# Keeping coleslaw fresh



## pacanis (Nov 6, 2008)

How do you do it?

I made some cole slaw Sunday, cabbage, carrots and a little onion. I made a vinegar based dressing, portioned out what I wanted to eat that night and mixed them in a tupperware type container. The rest of the slaw I kept in a glass bowl with a plastic lid. I opened up the container to have some last night and it had the faintest brown tint starting, so I smelled, tasted and went ahead and mixed some up with the dressing. I still feel fine (yay)    I wouldn't say it was so much brown as it was not bright green (and fresh) looking anymore. I have read that cutting cabbage can cause it to go brown.

I've had cream based slaw, that was already mixed, keep for a few days without doing anything except separating a little. 

So I guess my question is, is it better to mix up the slaw and dressing and store it that way, regardless of dressing type? It would appear to be, at least colorwise speaking. When I used to buy bagged coleslaw I could portion out a little without the rest of the bag turning brown.... it would turn slimy before changing color, so it was easier to tell it was bad. I'm not sure if a slight color change is actually "bad", or if it's just getting close.

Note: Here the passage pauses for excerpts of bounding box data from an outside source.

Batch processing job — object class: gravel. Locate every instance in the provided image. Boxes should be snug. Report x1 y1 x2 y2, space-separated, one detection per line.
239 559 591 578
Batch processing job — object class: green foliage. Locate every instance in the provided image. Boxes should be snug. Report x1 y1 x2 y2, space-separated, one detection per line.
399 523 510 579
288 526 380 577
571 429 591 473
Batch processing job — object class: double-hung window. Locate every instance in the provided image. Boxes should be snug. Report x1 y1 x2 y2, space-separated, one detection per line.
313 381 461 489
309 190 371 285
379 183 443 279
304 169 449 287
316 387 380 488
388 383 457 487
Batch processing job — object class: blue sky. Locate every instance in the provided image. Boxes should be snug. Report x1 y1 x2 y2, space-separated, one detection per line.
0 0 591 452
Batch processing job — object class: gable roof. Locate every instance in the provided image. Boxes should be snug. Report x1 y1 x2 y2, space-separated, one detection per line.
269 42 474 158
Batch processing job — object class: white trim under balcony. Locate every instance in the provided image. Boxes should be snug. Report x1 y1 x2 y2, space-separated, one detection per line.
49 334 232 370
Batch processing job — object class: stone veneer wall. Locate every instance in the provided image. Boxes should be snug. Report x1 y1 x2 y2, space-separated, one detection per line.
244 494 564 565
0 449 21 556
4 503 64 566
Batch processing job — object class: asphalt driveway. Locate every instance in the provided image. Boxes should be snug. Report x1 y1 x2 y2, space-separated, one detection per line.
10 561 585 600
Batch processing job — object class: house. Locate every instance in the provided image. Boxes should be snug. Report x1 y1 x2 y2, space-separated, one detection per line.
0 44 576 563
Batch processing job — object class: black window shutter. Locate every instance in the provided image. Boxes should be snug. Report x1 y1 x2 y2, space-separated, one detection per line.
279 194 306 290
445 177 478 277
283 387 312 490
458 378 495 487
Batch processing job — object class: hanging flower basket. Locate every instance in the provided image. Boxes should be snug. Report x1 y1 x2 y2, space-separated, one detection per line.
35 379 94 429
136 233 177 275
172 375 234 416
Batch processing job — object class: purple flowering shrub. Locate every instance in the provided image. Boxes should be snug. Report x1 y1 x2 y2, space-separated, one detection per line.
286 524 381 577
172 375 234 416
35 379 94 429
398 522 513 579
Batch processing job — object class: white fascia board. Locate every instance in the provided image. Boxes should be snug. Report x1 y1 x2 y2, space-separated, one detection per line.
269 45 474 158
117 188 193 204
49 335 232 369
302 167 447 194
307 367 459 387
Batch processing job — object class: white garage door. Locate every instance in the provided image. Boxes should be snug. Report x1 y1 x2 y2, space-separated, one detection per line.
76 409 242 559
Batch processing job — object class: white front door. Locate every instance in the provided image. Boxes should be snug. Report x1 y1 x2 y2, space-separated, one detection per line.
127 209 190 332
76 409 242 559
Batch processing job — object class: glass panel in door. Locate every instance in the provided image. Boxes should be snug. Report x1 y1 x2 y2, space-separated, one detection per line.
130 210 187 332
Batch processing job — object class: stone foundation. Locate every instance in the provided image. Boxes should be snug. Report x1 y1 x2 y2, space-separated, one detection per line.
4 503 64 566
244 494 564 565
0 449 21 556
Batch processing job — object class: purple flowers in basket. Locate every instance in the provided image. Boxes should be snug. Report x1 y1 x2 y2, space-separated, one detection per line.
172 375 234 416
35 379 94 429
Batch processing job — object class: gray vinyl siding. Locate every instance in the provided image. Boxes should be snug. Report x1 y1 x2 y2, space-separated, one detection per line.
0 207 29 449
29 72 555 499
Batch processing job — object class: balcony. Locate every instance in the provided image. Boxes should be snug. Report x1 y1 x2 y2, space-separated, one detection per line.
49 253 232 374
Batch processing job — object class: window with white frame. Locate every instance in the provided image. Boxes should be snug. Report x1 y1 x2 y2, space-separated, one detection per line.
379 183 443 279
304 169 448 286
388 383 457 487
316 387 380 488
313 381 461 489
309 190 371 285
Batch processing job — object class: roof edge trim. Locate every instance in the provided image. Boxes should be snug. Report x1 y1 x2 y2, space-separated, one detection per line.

What say ye, besides to make less slaw next time?


----------



## Max Sutton (Nov 6, 2008)

*Fresh cole slaw!*

 I mix all the ingredients for my cole slaw and keep it in a _covered ceramic casserole_ _dish_ in my refrigerator. It stays fresh.


----------



## pacanis (Nov 6, 2008)

That's kind of what I was thinking, Max. That the dressing might have some sort of preservative quality to it.
Thanks


----------



## Bigjim68 (Nov 6, 2008)

If you are using a vinegar based dressing, the vinegar probably started the pickling process immediately.  No harm done, although the flavor may change if left too long.


----------